CHARLOTTE, NC (Charlotte Observer/Mark Price) - One of the world’s most infamous shuttered theme parks — North Carolina’s Ghost Town in the Sky — has vowed to reopen again next spring.
The cryptic three-word announcement offered little in the way of details, however.
“Reopening April 2019,” said the message posted on the park’s Facebook page.
The 250-acre ghost town, located 150 miles northwest of Charlotte in Maggie Valley, is internationally famous partly because of the mishaps that have plagued it, but also because it is prized by followers of an Internet fad known as urban exploration, or Urbex.
The YouTube blogger known as Jacob the Carpetbagger has long followed the park’s ups and downs and reported on September 4 that the new plan is short on details, raising suspicions that the owners can pull off a reopening.
“I don’t want to be over cynical (but) Ghost Town has a reputation of being cursed,” he said in a YouTube video.

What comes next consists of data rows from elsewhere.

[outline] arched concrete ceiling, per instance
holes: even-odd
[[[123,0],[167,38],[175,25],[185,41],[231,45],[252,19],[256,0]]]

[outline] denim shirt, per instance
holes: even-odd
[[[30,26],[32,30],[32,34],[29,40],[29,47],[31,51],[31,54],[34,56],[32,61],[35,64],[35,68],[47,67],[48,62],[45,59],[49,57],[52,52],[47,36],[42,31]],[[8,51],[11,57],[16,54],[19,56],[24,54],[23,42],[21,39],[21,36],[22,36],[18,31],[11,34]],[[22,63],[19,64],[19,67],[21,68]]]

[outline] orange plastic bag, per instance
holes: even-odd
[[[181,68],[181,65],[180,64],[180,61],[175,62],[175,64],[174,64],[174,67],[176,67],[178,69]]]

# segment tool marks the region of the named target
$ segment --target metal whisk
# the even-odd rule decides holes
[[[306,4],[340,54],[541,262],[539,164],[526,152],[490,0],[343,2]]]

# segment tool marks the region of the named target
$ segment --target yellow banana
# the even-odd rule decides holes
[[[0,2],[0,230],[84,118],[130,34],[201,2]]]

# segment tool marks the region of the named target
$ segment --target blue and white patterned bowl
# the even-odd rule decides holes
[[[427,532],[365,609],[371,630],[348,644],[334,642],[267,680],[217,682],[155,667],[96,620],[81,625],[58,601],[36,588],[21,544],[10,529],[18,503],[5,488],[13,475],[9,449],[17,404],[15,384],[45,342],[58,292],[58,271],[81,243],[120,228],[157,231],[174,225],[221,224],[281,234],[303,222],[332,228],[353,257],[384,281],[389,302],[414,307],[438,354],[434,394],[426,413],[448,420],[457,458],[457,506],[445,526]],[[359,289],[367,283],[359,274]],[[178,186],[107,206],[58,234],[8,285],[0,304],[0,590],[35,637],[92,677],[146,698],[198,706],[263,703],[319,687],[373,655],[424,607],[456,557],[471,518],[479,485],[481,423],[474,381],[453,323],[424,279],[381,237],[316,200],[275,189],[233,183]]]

“All these bad things, all these ridiculously bad things (have occurred), some due to mismanagement, some due to freak accident, some due to Mother Nature.”
The park has multiple fan pages on Facebook, and response to the news of a reopening was celebratory and nostalgic, with a few naysayers.
“I’ll be there with my girls and grand babies,” posted Wanda Marlow on the park’s Facebook page. “We have so many memories with our girls and now they are mothers.”
“A lot of great memories for me and my kids!!” posted Christine Ken Pangle.
Blue Ridge Public Radio reported in July that the park’s new backers include Valerie and Spencer Oberle, “who both spent their careers in high-level management with Disney.”
Valerie Oberle spoke of trying to open on a limited basis as early as this fall, but it never happened, the Smoky Mountain News reported in August. “Valerie Oberle made lots of promises at an event in Maggie Valley on July 3,” said the article. “...None of those promises has been fulfilled.”
Ghost Town in the Sky opened in 1961 as a replica Wild West town, and even included sporadic gun fights breaking out in front of park visitors. At its height, it attracted 400,000 visitors, the Charlotte Observer reported in a 2007 article.
The park is called “cursed” because of the many mishaps have been reported at the site since it opened. As a result, it has been closed and reopened multiple times, mostly recently in 2016, according to RoadsideAmerica.com.